He pushed himself up from the sofa and moved to the windows at the front of the house. Hands in the pockets of the khakis, he bent forward and looked out at Cedar Street. “You got anything to drink here, by the way? Been a long time since lunch.”
“Follow me,” I said, and brought him back into the kitchen. Last in the row of gleaming cabinetry, down from the refrigerator and immediately above the glass-fronted wine fridge, the liquor cabinet contained dozens of bottles arrayed in ranks.
“And a very merry Christmas to you, too,” Olson said. “Do I see some fancy-schmancy tequila back there?”

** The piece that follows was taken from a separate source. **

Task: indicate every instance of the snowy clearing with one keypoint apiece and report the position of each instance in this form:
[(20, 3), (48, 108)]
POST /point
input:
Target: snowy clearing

I poured him a juicy, cognac-like tequila and gave myself a beer. It was a few minutes past six, at least an hour before I would ordinarily permit himself to take alcohol. At a level not quite conscious, I supposed that Don Olson would be more forthcoming if he put away some tequila.
We carried our drinks to the slab of the kitchen table and sat facing each other, as my wife and I usually did. Olson gulped tequila, swished it around in his mouth, swallowed, smacked his lips in appreciation, and said, “Hey, it’s not like I want to be ungrateful or anything, but I feel like an imposter in these clothes, man. Blue button-down shirts and khakis might be a great look for you, Lee, but my own personal style is a little edgier, I guess you could say.”
“You’d like some new clothes.”
“That’s what I’m saying, basically.”
“We could go to a couple places down on Michigan Avenue. No reason you should feel uncomfortable.”
“Man … you’re like a saint. No wonder the Eel married you.”
I let that one go, irritating though it was.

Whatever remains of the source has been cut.